James Joyce once wrote of “an ideal reader suffering from an ideal insomnia”: a line steeped in Joycean contempt for the inattentive. In that sense, Mathias Énard’s Compass, though eminently accessible, is best suited to the sleepless reader inclined to follow associative thought to its furthest implications.
Franz Ritter, the insomniac musicologist whose drifting consciousness guides Compass, inhabits that state. His attention is both wandering and precise, a mode of phenomenal interpretation which, as Terry Eagleton put it, “refuses to be duped by the habitual experience of things, searching instead for the invisible mechanisms which gives birth to them”.
Although Compass surpasses its themes, it is structured around digression.
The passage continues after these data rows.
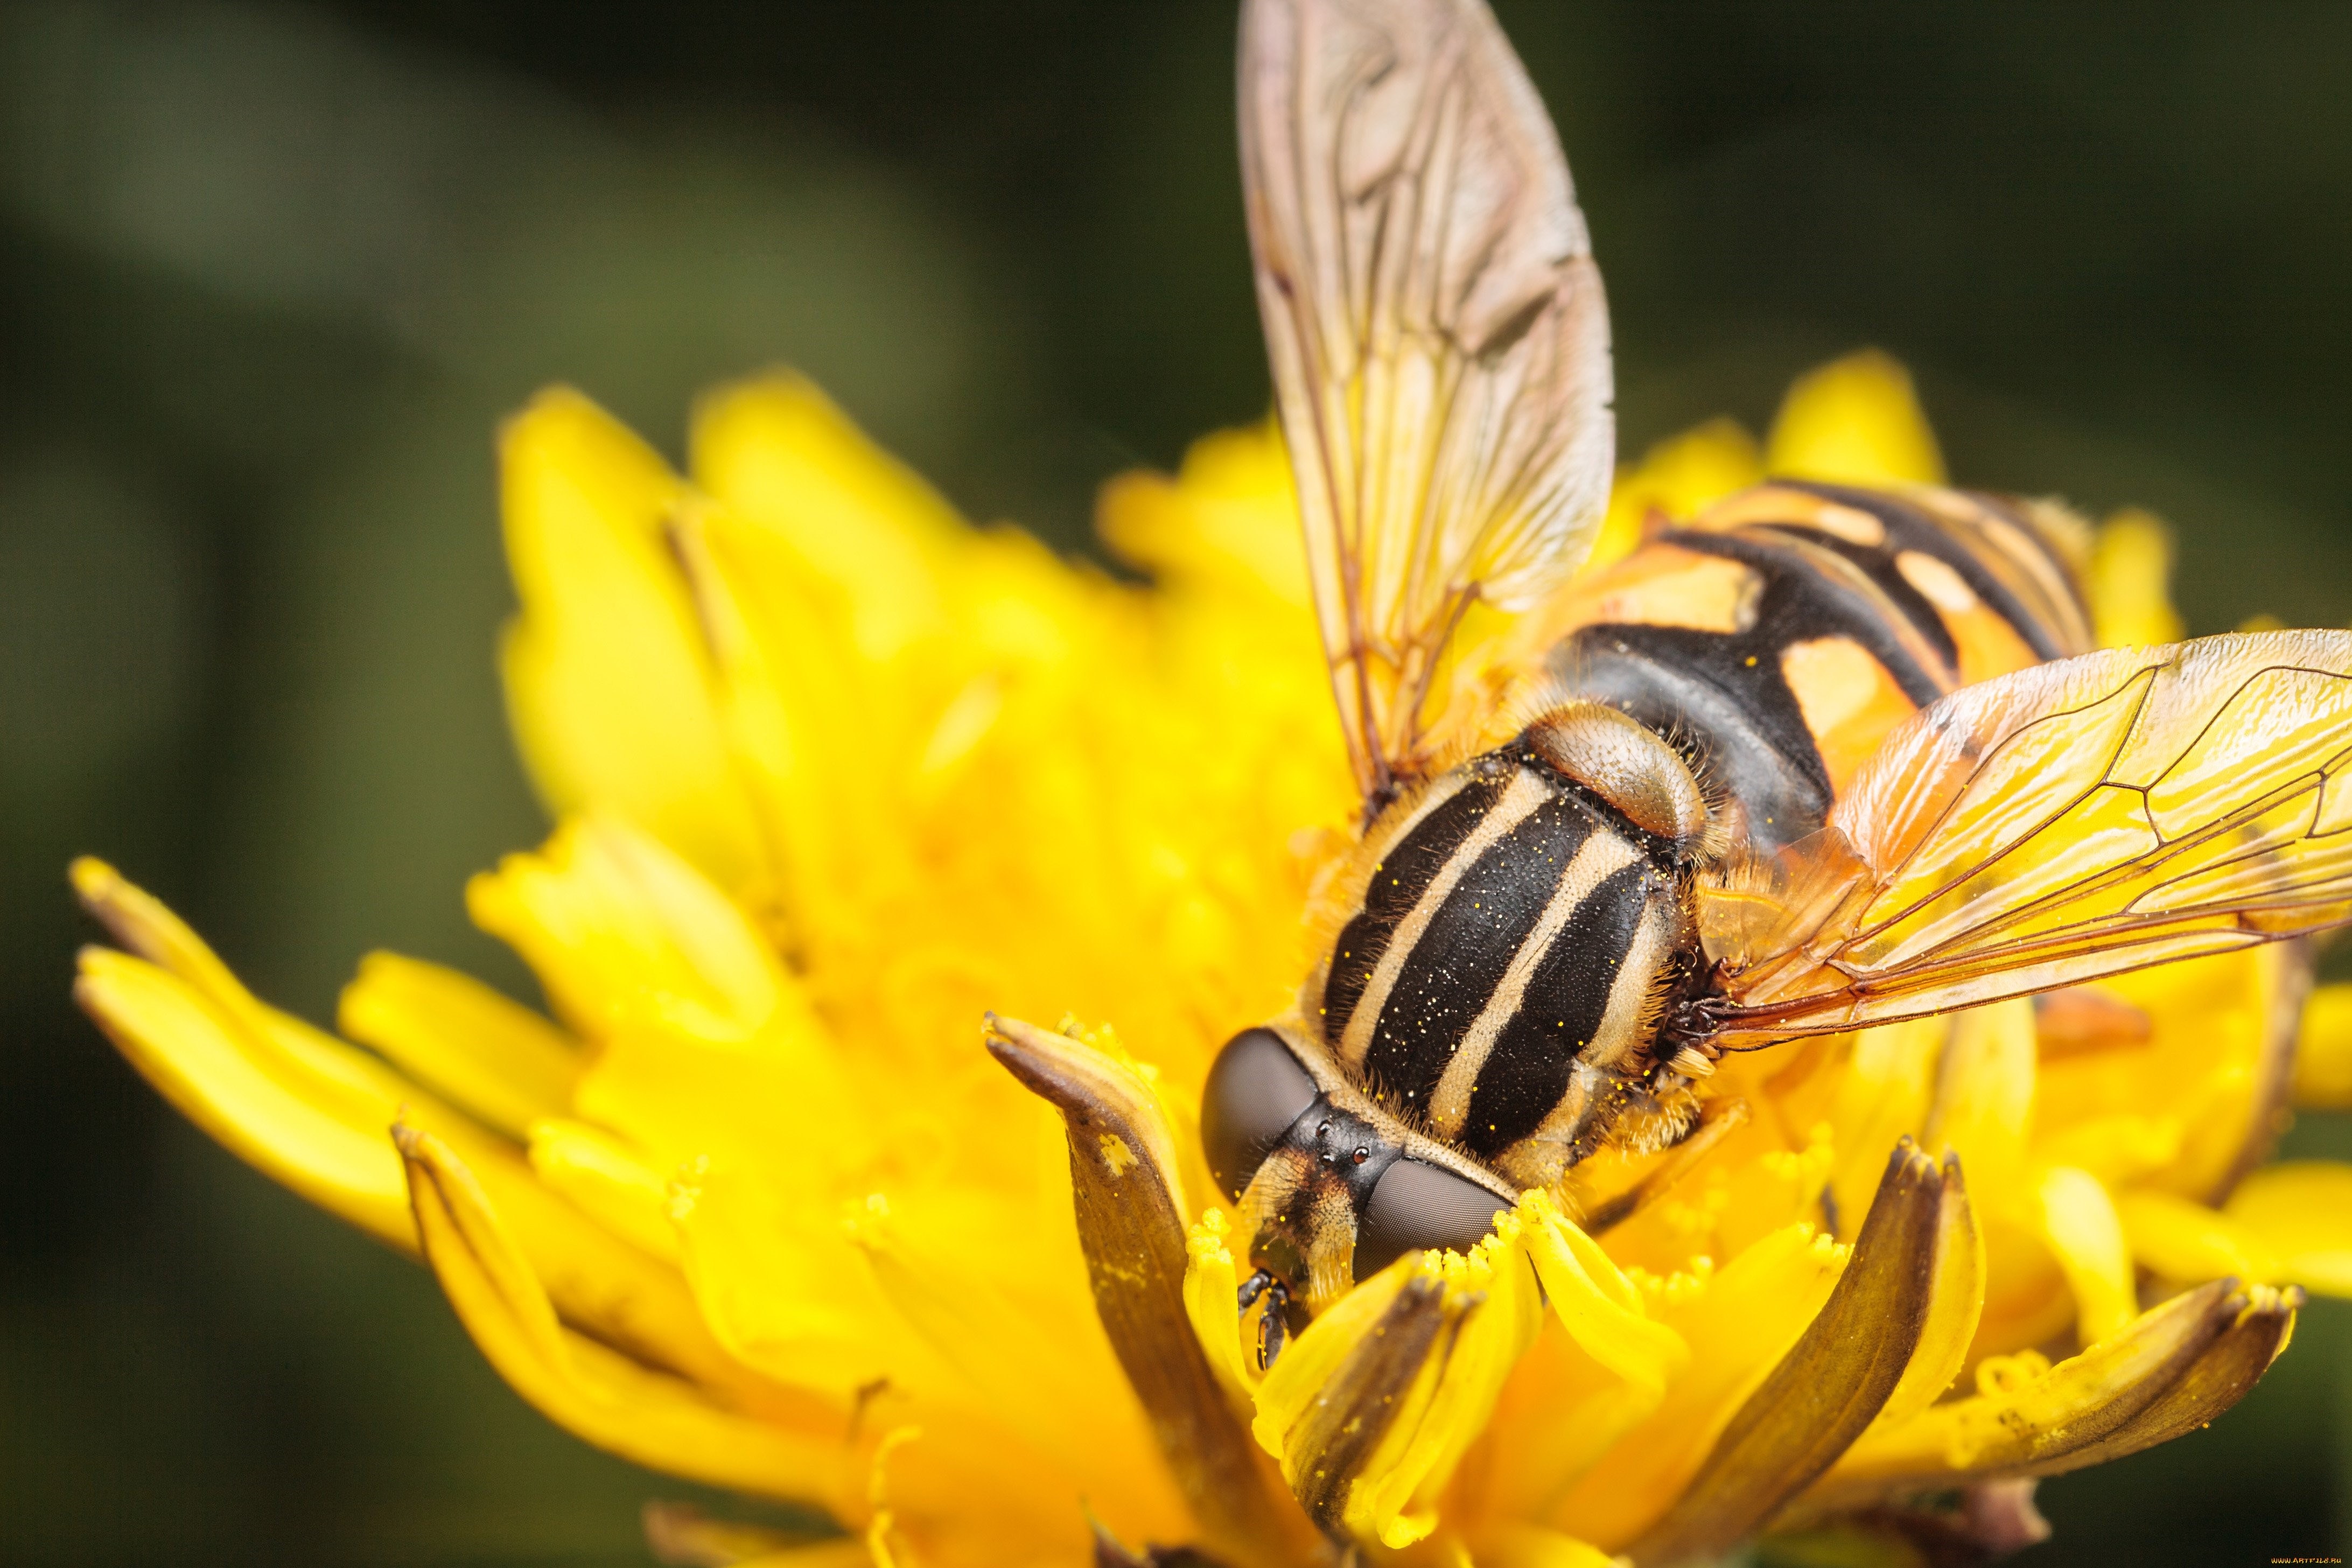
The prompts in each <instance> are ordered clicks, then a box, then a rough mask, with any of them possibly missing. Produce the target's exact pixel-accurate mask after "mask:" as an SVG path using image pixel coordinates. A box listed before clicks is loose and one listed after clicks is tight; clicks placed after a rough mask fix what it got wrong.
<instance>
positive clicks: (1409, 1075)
mask: <svg viewBox="0 0 2352 1568" xmlns="http://www.w3.org/2000/svg"><path fill="white" fill-rule="evenodd" d="M1362 856H1364V870H1362V872H1359V879H1362V889H1359V893H1357V898H1355V903H1352V907H1350V914H1348V919H1345V924H1343V926H1341V931H1338V938H1336V940H1334V945H1331V954H1329V959H1327V961H1324V966H1322V969H1319V971H1317V973H1315V976H1312V978H1310V980H1308V990H1305V997H1303V1013H1305V1016H1308V1018H1310V1020H1319V1027H1322V1039H1324V1046H1327V1048H1329V1053H1331V1058H1334V1060H1336V1063H1338V1067H1341V1070H1343V1072H1345V1074H1348V1077H1350V1079H1352V1081H1355V1084H1359V1086H1362V1088H1364V1091H1367V1093H1369V1095H1371V1100H1374V1103H1376V1105H1378V1107H1383V1110H1388V1112H1390V1114H1395V1117H1397V1119H1399V1121H1404V1124H1406V1126H1411V1128H1416V1131H1421V1133H1428V1135H1432V1138H1439V1140H1444V1143H1449V1145H1454V1147H1458V1150H1463V1152H1468V1154H1472V1157H1477V1159H1479V1161H1484V1164H1486V1166H1491V1168H1494V1171H1498V1173H1503V1175H1505V1178H1510V1180H1512V1182H1517V1185H1519V1187H1536V1185H1548V1182H1550V1180H1555V1178H1557V1175H1559V1171H1564V1168H1566V1166H1569V1164H1573V1161H1576V1159H1581V1157H1583V1154H1588V1152H1590V1147H1592V1145H1595V1143H1597V1140H1599V1138H1602V1133H1604V1131H1606V1126H1609V1124H1611V1121H1613V1119H1618V1117H1621V1114H1623V1112H1625V1110H1628V1107H1630V1105H1632V1103H1637V1100H1642V1098H1644V1095H1646V1077H1649V1070H1651V1060H1649V1046H1651V1041H1653V1034H1656V1023H1658V1009H1661V999H1663V994H1665V990H1668V987H1670V985H1672V980H1675V978H1677V976H1679V973H1684V969H1686V964H1689V961H1691V943H1693V938H1691V936H1689V917H1686V893H1684V877H1682V875H1679V870H1677V851H1675V844H1672V842H1668V839H1661V837H1656V835H1651V832H1644V830H1639V827H1635V825H1632V823H1630V820H1625V816H1623V813H1621V811H1616V809H1611V806H1609V804H1604V799H1602V797H1599V795H1595V792H1592V790H1588V788H1583V785H1576V783H1571V780H1569V778H1564V776H1562V773H1559V771H1557V769H1552V766H1545V764H1543V762H1541V759H1538V757H1536V755H1534V748H1531V745H1529V741H1526V738H1524V736H1522V741H1515V743H1512V745H1508V748H1503V750H1496V752H1489V755H1484V757H1477V759H1472V762H1468V764H1463V766H1461V769H1456V771H1451V773H1446V776H1442V778H1437V780H1435V783H1432V785H1430V788H1428V790H1425V792H1421V795H1416V797H1406V799H1402V802H1397V804H1395V806H1390V809H1388V811H1385V813H1383V816H1381V820H1376V823H1374V827H1371V832H1369V835H1367V846H1364V851H1362Z"/></svg>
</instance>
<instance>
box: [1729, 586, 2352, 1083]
mask: <svg viewBox="0 0 2352 1568" xmlns="http://www.w3.org/2000/svg"><path fill="white" fill-rule="evenodd" d="M2347 764H2352V632H2260V635H2246V637H2206V639H2199V642H2185V644H2178V646H2159V649H2119V651H2110V654H2089V656H2084V658H2067V661H2063V663H2051V665H2039V668H2034V670H2023V672H2018V675H2006V677H2002V679H1992V682H1983V684H1978V686H1966V689H1962V691H1955V693H1952V696H1947V698H1943V701H1938V703H1933V705H1929V708H1924V710H1922V712H1917V715H1915V717H1910V719H1907V722H1905V724H1903V726H1900V729H1896V733H1893V736H1889V738H1886V743H1884V745H1882V748H1879V752H1877V755H1875V757H1872V759H1870V762H1867V764H1863V771H1860V773H1858V776H1856V778H1853V788H1851V790H1849V792H1846V797H1844V799H1839V804H1837V809H1835V811H1832V813H1830V825H1828V827H1825V830H1823V832H1818V835H1813V837H1811V839H1806V842H1802V844H1795V846H1790V849H1788V851H1785V853H1783V856H1780V858H1776V860H1771V863H1750V865H1745V867H1736V870H1731V872H1729V875H1726V877H1724V882H1722V884H1719V886H1710V889H1703V891H1700V940H1703V943H1705V947H1708V954H1710V957H1712V959H1717V961H1719V964H1722V990H1724V997H1726V1006H1724V1009H1722V1011H1719V1013H1717V1023H1719V1025H1722V1027H1719V1034H1717V1039H1722V1041H1724V1044H1731V1046H1738V1044H1755V1041H1764V1039H1785V1037H1790V1034H1818V1032H1825V1030H1849V1027H1858V1025H1865V1023H1891V1020H1898V1018H1915V1016H1922V1013H1938V1011H1945V1009H1955V1006H1973V1004H1978V1001H1992V999H1999V997H2018V994H2025V992H2037V990H2049V987H2053V985H2072V983H2077V980H2091V978H2098V976H2110V973H2119V971H2124V969H2140V966H2145V964H2164V961H2171V959H2185V957H2194V954H2201V952H2223V950H2230V947H2244V945H2249V943H2263V940H2272V938H2281V936H2296V933H2303V931H2314V929H2319V926H2331V924H2338V922H2345V919H2352V766H2347Z"/></svg>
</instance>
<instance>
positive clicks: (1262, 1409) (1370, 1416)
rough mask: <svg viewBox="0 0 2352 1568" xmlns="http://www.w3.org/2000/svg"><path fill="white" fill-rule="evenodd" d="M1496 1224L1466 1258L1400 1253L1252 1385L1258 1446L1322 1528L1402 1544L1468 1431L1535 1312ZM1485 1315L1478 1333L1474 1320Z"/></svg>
mask: <svg viewBox="0 0 2352 1568" xmlns="http://www.w3.org/2000/svg"><path fill="white" fill-rule="evenodd" d="M1501 1232H1517V1220H1515V1218H1510V1215H1505V1218H1503V1222H1501V1229H1498V1234H1496V1237H1489V1241H1482V1244H1479V1248H1477V1251H1472V1255H1470V1258H1463V1255H1458V1253H1409V1255H1404V1258H1399V1260H1397V1262H1392V1265H1388V1267H1385V1269H1381V1274H1376V1276H1374V1279H1369V1281H1364V1284H1359V1286H1357V1288H1355V1291H1350V1293H1345V1295H1341V1298H1338V1302H1334V1305H1331V1307H1329V1309H1324V1312H1322V1316H1317V1319H1315V1321H1312V1324H1308V1328H1305V1333H1301V1335H1298V1340H1294V1342H1291V1347H1289V1349H1287V1352H1284V1354H1282V1359H1279V1361H1275V1366H1272V1368H1270V1371H1268V1373H1265V1380H1263V1382H1261V1385H1258V1420H1256V1434H1258V1441H1261V1443H1263V1446H1265V1448H1268V1453H1275V1455H1277V1458H1279V1460H1282V1474H1284V1479H1287V1481H1289V1483H1291V1490H1294V1493H1298V1502H1303V1505H1305V1509H1308V1514H1310V1516H1312V1519H1315V1521H1317V1523H1322V1526H1324V1528H1327V1530H1331V1533H1338V1535H1348V1537H1355V1540H1362V1542H1374V1540H1376V1542H1383V1544H1390V1547H1404V1544H1411V1542H1418V1540H1425V1537H1428V1535H1430V1530H1435V1526H1437V1512H1435V1502H1437V1493H1439V1490H1442V1488H1444V1483H1446V1479H1449V1476H1451V1472H1454V1465H1456V1462H1458V1460H1461V1453H1463V1450H1465V1448H1468V1446H1470V1441H1472V1439H1475V1436H1477V1434H1479V1429H1482V1427H1484V1422H1486V1413H1489V1410H1491V1408H1494V1401H1496V1396H1498V1394H1501V1387H1503V1380H1505V1378H1508V1373H1510V1366H1512V1363H1515V1361H1517V1359H1519V1354H1524V1349H1526V1345H1529V1340H1531V1338H1534V1331H1536V1326H1538V1324H1541V1312H1538V1302H1536V1291H1534V1276H1531V1274H1529V1267H1526V1260H1524V1251H1522V1246H1519V1239H1517V1234H1501ZM1489 1307H1491V1309H1494V1312H1491V1319H1489V1321H1486V1324H1479V1319H1482V1316H1486V1312H1489Z"/></svg>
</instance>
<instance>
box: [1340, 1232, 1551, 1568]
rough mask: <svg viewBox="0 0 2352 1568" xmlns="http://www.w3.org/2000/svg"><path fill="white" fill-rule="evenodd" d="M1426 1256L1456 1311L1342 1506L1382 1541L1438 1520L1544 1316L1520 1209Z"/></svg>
mask: <svg viewBox="0 0 2352 1568" xmlns="http://www.w3.org/2000/svg"><path fill="white" fill-rule="evenodd" d="M1418 1265H1421V1269H1425V1272H1428V1274H1435V1276H1437V1279H1439V1281H1442V1288H1444V1298H1446V1312H1449V1314H1451V1316H1449V1324H1446V1328H1449V1331H1446V1333H1442V1335H1439V1342H1437V1347H1432V1349H1442V1354H1432V1356H1430V1359H1428V1361H1425V1366H1423V1371H1421V1378H1418V1382H1416V1387H1414V1392H1411V1394H1409V1396H1406V1399H1404V1401H1402V1406H1399V1410H1397V1415H1395V1420H1390V1422H1388V1432H1385V1434H1383V1436H1381V1443H1378V1448H1376V1450H1374V1453H1371V1460H1369V1462H1367V1465H1364V1467H1362V1469H1359V1472H1357V1476H1355V1483H1352V1486H1350V1488H1348V1500H1345V1507H1343V1509H1341V1516H1343V1521H1345V1526H1348V1533H1350V1535H1355V1537H1359V1540H1378V1542H1381V1544H1383V1547H1409V1544H1414V1542H1416V1540H1423V1537H1428V1535H1430V1533H1432V1530H1435V1528H1437V1497H1439V1493H1444V1488H1446V1481H1451V1479H1454V1467H1456V1465H1461V1458H1463V1453H1465V1450H1468V1448H1470V1443H1472V1441H1475V1439H1477V1436H1479V1432H1484V1429H1486V1418H1489V1415H1491V1413H1494V1403H1496V1396H1501V1392H1503V1380H1505V1378H1510V1371H1512V1368H1515V1366H1517V1363H1519V1356H1522V1354H1526V1347H1529V1342H1534V1338H1536V1328H1538V1326H1541V1321H1543V1302H1541V1298H1538V1293H1536V1276H1534V1269H1529V1267H1526V1260H1524V1255H1522V1248H1519V1220H1517V1218H1512V1215H1503V1220H1501V1222H1498V1227H1496V1234H1494V1237H1489V1239H1486V1241H1479V1244H1477V1246H1475V1248H1470V1253H1468V1255H1463V1253H1425V1255H1423V1258H1421V1260H1418Z"/></svg>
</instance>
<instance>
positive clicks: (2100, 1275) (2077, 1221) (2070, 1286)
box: [2039, 1166, 2140, 1345]
mask: <svg viewBox="0 0 2352 1568" xmlns="http://www.w3.org/2000/svg"><path fill="white" fill-rule="evenodd" d="M2039 1194H2042V1229H2044V1234H2046V1237H2049V1244H2051V1251H2053V1253H2058V1267H2060V1269H2065V1279H2067V1286H2070V1288H2072V1291H2074V1314H2077V1316H2074V1333H2077V1335H2079V1338H2082V1342H2084V1345H2096V1342H2098V1340H2105V1338H2107V1335H2110V1333H2114V1331H2119V1328H2124V1326H2126V1324H2129V1321H2131V1319H2136V1316H2138V1314H2140V1298H2138V1288H2136V1284H2133V1274H2131V1244H2129V1241H2124V1222H2122V1220H2119V1218H2117V1213H2114V1199H2110V1197H2107V1190H2105V1187H2103V1185H2100V1182H2098V1178H2096V1175H2091V1173H2089V1171H2074V1168H2067V1166H2051V1168H2049V1171H2044V1173H2042V1182H2039Z"/></svg>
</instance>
Within these movements, Ritter begins to understand that the pursuit of love may require acts of abnegation. Schubert, Magris, Balzac, Beethoven, Proust, Mendelssohn: these are only the lighter cavalry. At one point Énard writes, “Sarah had mentioned the Great Name, the wolf had appeared in the midst of the flock, in the freezing desert: Edward Said. It was like invoking the Devil in a Carmelite convent.”
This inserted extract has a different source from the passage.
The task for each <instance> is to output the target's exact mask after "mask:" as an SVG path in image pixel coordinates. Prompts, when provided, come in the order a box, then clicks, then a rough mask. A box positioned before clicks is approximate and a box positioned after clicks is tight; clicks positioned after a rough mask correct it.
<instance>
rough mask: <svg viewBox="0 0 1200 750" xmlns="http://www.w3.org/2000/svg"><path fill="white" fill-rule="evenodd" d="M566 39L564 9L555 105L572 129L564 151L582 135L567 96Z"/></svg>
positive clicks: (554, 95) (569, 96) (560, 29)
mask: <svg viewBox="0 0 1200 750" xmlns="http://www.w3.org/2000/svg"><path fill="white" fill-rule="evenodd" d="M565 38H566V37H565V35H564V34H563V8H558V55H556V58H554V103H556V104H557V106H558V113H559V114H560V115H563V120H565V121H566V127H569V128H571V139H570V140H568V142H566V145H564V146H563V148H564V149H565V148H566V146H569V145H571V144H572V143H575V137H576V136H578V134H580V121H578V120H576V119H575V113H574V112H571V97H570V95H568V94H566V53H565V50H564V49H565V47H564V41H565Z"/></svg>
Without becoming moralistic, Compass is a political novel. It gently engages Said’s reading of Orientalism not merely as misrepresentation, but as domination, an aesthetic logic that masks the control of people and places. Énard, like Said, writes against systems of power. Unlike Foucault, he appears to believe that such structures might still be confronted through discourse.
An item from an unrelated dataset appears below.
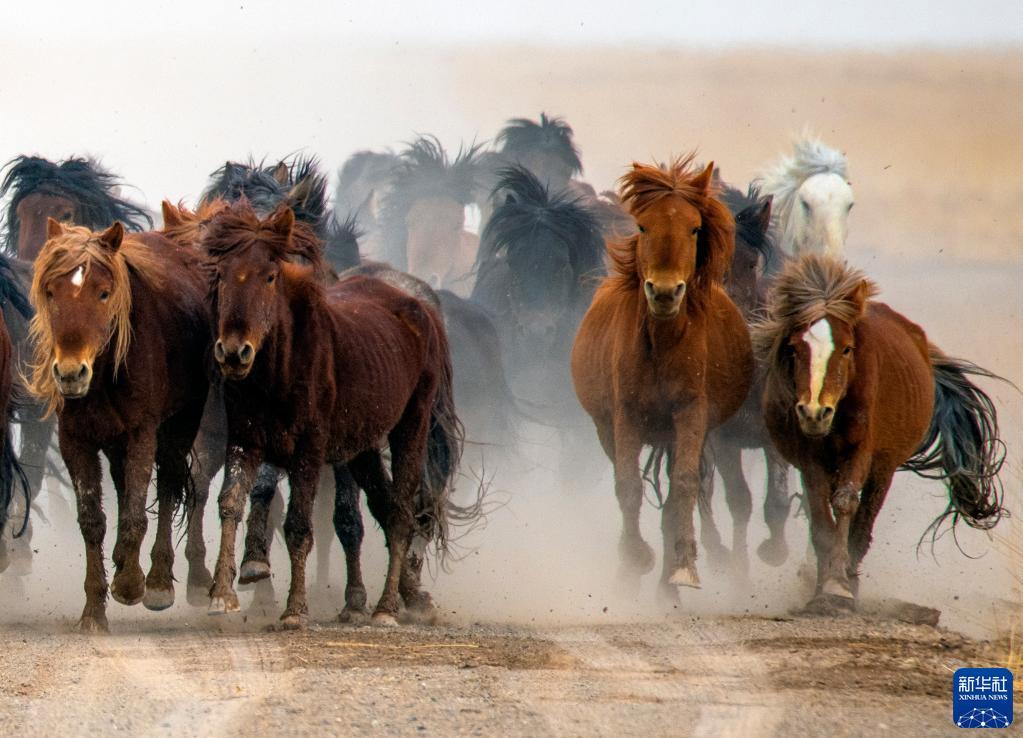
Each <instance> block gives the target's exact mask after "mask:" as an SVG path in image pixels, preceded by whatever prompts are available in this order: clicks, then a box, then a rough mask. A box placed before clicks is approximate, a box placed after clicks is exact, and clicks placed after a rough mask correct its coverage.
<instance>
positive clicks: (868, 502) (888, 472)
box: [847, 469, 895, 597]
In a world increasingly suspicious of intelligence, Compass, slowly and with great care translated by Charlotte Mandell, is a rare thing: a novel of intelligence that does not condescend, a book that invites absorption. In Barcelona, Robert Hughes quotes Josep Ferrater Mora: “The man with seny [an untranslatable term, meaning something like sense, perhaps also wisdom] renounces neither salvation nor experience, and is always trying to set up a fruitful integration between both opposed, warring extremes.” On the evidence of Compass, and of Zone and Street of Thieves, Énard is such a writer.
Im purposely keeping this Man Booker International Prize long listed book until late reading (doing the whole 13), knowing I want to finish on a high.
You have a piece of sublime writing awaiting you, Tony.
Have read Zone & Street of Thieves hence waiting
Not up there with ‘Zone’, but a very good book, nonetheless.
A matter of opinion; both are fascinating for their differences and similarities. I prefer Compass.
When I say I was not as passionate about Zone as others may be, reading it in no way put me off Enard. Your preference for Compass bodes well, but here the book is released in hardcover, so I will wait.
Street of Thieves is also very worthwhile.
I absolutely plan to read this. Does it matter if I haven’t read Said? Because I equally plan not to do so.
It doesn’t matter a jot. It would enrich your reading but it is perfectly entertaining without; in a way a primer to Said’s still valid argument about Orientalism.
By Allah! Another book I never heard of to be place on the bucket list for this Spring and Summer, before I vouage to Arabia oin ze Fall. Compas seems to be about some sort of bridge to the Moslem world. I look forward to reading this too, And now, I think I will drink some lemonade.
Compass is a marvel, so rare to read a contemporary, undoubted masterpiece.